When someone does something I disagree with, or when a difference in opinion arises, I rarely raise my voice. Most times I just walk away. The urge to isolate and ignore the problem, leaving it unresolved, is persistent.

But sometimes I exercise a third option that I never would have considered a few years ago: talking it out. Not all men are receptive to the idea of talking it out, but there is great beauty and scary power in communicating emotions in a healthy manner. Of course I have days when cooler heads fail to prevail; but I think, at their core, these little lives are about progress not perfection.

Staying present

Sometimes I long desperately for pieces of past lives, the good feelings mostly. Love, a sense of fellowship, of belonging. Other times, I yearn for my next life. The farther I get from my old lives, the farther I am from the unhappiness of those times. But I have no control over when my current little life will end and when the next will begin. The Connecticut Department of Correction has that power.

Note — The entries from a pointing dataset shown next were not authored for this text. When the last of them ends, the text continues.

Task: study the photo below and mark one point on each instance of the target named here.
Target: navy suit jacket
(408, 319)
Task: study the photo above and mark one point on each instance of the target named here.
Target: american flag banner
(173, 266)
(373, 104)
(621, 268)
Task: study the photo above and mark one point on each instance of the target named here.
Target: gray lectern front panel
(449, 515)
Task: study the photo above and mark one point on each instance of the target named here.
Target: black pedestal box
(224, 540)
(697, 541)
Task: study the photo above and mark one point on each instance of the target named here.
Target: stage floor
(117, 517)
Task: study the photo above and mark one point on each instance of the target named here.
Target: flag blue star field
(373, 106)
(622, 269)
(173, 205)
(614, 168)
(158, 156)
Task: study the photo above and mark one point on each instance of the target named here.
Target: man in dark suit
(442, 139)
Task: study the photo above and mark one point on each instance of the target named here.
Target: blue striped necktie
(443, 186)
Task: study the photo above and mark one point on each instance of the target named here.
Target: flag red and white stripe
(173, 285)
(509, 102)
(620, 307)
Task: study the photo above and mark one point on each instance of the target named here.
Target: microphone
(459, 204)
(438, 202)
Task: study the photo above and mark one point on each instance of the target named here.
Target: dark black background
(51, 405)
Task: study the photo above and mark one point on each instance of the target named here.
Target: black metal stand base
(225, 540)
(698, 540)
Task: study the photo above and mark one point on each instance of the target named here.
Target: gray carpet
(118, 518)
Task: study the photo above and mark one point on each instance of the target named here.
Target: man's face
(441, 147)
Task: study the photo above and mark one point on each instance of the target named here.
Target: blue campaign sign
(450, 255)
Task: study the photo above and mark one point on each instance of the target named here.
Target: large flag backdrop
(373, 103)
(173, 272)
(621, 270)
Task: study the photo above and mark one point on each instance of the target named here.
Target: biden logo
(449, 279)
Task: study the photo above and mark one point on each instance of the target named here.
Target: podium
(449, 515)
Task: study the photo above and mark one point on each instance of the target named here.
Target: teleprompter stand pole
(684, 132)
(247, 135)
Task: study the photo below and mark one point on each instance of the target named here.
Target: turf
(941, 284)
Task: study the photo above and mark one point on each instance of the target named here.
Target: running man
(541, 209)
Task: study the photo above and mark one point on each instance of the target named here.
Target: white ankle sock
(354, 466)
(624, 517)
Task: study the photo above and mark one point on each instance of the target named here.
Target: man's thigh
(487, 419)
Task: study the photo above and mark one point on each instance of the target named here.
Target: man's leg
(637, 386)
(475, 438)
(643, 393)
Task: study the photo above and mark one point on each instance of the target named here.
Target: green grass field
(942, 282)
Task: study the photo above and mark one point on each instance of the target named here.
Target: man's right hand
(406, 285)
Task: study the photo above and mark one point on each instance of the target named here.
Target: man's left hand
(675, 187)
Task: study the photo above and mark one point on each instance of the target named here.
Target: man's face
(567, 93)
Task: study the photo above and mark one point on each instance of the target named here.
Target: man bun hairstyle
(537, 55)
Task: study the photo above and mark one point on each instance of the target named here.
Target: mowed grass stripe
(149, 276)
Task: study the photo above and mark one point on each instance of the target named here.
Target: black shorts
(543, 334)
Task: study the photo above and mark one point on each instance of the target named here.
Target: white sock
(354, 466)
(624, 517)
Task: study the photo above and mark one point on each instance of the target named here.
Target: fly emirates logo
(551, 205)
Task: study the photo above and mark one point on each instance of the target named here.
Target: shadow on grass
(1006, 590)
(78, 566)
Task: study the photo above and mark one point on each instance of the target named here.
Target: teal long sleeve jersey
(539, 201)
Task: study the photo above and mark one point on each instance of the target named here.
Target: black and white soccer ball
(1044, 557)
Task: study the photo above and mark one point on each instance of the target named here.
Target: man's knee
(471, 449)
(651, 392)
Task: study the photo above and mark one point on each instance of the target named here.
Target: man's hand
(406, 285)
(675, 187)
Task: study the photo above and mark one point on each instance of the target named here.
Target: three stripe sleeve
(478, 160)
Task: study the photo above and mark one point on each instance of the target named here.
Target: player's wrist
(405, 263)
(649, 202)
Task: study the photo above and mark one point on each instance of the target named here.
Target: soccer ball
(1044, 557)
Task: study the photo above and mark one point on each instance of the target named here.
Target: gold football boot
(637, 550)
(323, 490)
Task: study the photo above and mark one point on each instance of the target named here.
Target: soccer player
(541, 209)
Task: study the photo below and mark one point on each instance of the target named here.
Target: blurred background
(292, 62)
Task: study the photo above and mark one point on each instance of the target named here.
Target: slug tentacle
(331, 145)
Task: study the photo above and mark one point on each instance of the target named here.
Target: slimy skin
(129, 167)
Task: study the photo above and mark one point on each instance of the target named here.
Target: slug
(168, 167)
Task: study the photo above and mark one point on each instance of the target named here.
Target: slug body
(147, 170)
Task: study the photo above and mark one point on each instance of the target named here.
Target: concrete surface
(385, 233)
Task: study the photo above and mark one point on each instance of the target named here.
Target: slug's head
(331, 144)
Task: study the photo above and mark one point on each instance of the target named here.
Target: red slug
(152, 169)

Along with thoughts of my future life come questions to which I have no answers: Can I bring any of my current family with me from this life to the next? If so, where will they fit? What will I be? What can I be? Will society welcome me back? Will I be happy? Will I find peace?

Hours turn to days as I contemplate the future. The more time I spend focused on my next life, the less time I spend living in the moment, taking in what this little life has to offer.

When I look around at my current dysfunctional family, I see men from whom I can learn; men with whom I can laugh, cry and share the most intimate parts of my mind; men who may disagree with me or outright dislike me. But this is our little life and, no matter what, we all still show up.

Disclaimer: The views in this article are those of the author. Global Forum Online has verified the writer’s identity and basic facts such as the names of institutions mentioned.

Kashawn Taylor is a writer incarcerated in Connecticut.